In eilig aufgestellten Betten verbrachten die Flüchtlinge in der ehemaligen Fabrikhalle die Nacht. Foto: Hopp

Mehrere Neuankömmlinge verlassen Ergenzinger Notunterkunft auf eigene Faust. Rettungskräfte hoffen auf Sachspenden.

Rottenburg-Ergenzingen - Die Nachricht schlug in Ergenzingen ein wie eine Bombe: Das Dräxlmaier-Areal wird über Nacht zu einer Notunterkunft für 550 Flüchtlinge. Doch wer am Mittwoch im und um das verlassene Firmengebäude das Chaos erwartete, der wurde eines Besseren belehrt.

Durchatmen ist am Donnerstagnachmittag bei Daniel Huber angesagt. Von 16 bis 23 Uhr war der DRK-Einsatzleiter am Dienstag auf dem Dräxlmaier-Areal im Einsatz, gestern Morgen ging es um 7 Uhr weiter. Nach zwei XXL-Schichten gönnte sich Huber dann eine kleine Pause. "Das ist eine absolute Ausnahmesituation, aber den Menschen muss man helfen", betont der Einsatzleiter, der gerade tief betroffen aus der sporadisch eingerichteten Kleiderkammer kommt: "Viele haben ja nur noch das, was sie am Körper tragen."

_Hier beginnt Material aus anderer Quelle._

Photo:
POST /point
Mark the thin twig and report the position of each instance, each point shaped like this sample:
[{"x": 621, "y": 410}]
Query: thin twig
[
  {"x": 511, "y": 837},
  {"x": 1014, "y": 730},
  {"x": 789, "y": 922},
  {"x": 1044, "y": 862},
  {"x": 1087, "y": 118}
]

Wird Ergenzingen dauerhaft zu einer Außenstelle?

Auf den ersten Blick läuft in der aus dem Boden gestampften Notunterkunft bereits alles in geordneten Bahnen. Die Dienstleistungsorganisation der Universität Tübingen versorgt die 550 Flüchtlinge mit Kartoffelsuppe, dutzende Sprudelkisten sichern die Getränke-Versorgung, Kinder wühlen in Spielzeugkisten. Zwischen den blauen Feldbetten wird sogar ein kleines Volleyball-Match ausgetragen.

Doch hinter den Kulissen gibt es noch viele Unklarheiten. Dazu gehört vor allem die Frage: Wird Ergenzingen dauerhaft zu einer Außenstelle der völlig überlasteten Landeserstaufnahmeeinrichtung in Karlsruhe? "Dazu kann ich noch nichts sagen", meint Steffen Fink, Pressesprecher des zuständigen Regierungspräsidiums Tübingen. Vorgesehen sei, die Flüchtlinge hier erst einmal medizinisch zu versorgen und sie zu registrieren. Die dafür notwendige EDV sei aber noch nicht eingetroffen.

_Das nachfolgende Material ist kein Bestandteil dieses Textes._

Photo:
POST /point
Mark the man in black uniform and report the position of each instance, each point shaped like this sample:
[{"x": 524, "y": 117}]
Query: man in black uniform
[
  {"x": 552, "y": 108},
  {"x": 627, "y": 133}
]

Klar ist lediglich, wieso ausgerechnet Ergenzingen nun zur größten Flüchtlingsunterkunft im Landkreis Tübingen geworden ist: Laut Fink habe der Eigentümer das verlassene Firmengelände schon vor längerer Zeit als Flüchtlingsunterkunft angeboten. Nachdem die Situation sowohl in den Landeserstaufnahmeeinrichtungen als auch an den bayerischen Bahnhöfen immer unübersichtlichere Ausmaße annimmt, habe man reagieren müssen – und nehmen, was man kriegt. Fink: "Die guten Gebäude liegen nun mal nicht auf der Straße. Und die Kapazitäten im Regierungsbezirk Tübingen sind am Anschlag."

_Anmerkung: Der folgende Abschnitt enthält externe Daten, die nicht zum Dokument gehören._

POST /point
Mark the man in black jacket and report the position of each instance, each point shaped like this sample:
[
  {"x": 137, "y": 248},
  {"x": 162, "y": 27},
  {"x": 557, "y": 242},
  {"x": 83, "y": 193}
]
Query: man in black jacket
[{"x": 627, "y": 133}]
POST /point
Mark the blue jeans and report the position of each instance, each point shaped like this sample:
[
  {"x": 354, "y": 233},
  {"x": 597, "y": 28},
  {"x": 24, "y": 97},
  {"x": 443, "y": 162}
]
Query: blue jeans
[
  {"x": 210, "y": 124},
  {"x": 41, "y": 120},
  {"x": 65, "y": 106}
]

Genaue Zahl der Flüchtlinge schwankt

Rottenburgs Oberbürgermeister Stephan Neher (CDU) hätte sich zwar etwas mehr Vorlaufzeit gewünscht, er äußerte jedoch in Anbetracht der überfüllten bayerischen Bahnhöfe – von denen der Großteil der in Ergenzingen angekommenen Flüchtlinge stammt – Verständnis: "Wir alle kennen die Bilder aus München und anderen Städte. Diese Städte dürfen wir nicht alleine lassen. Wir helfen gerne." Dass eine solch große Zahl an Flüchtlingen – immerhin mehr als zehn Prozent der Ergenzinger Einwohnerzahl – zu Konflikten führen wird, glaubt Neher nicht: "Ich gehe davon aus, dass man, wie in der Vergangenheit auch, offen reagiert. Ich bin überzeugt, dass alle mithelfen. In der Bischofsstadt mit ihrem Stadtpatron Sankt Martin sind wir zur Hilfe verpflichtet."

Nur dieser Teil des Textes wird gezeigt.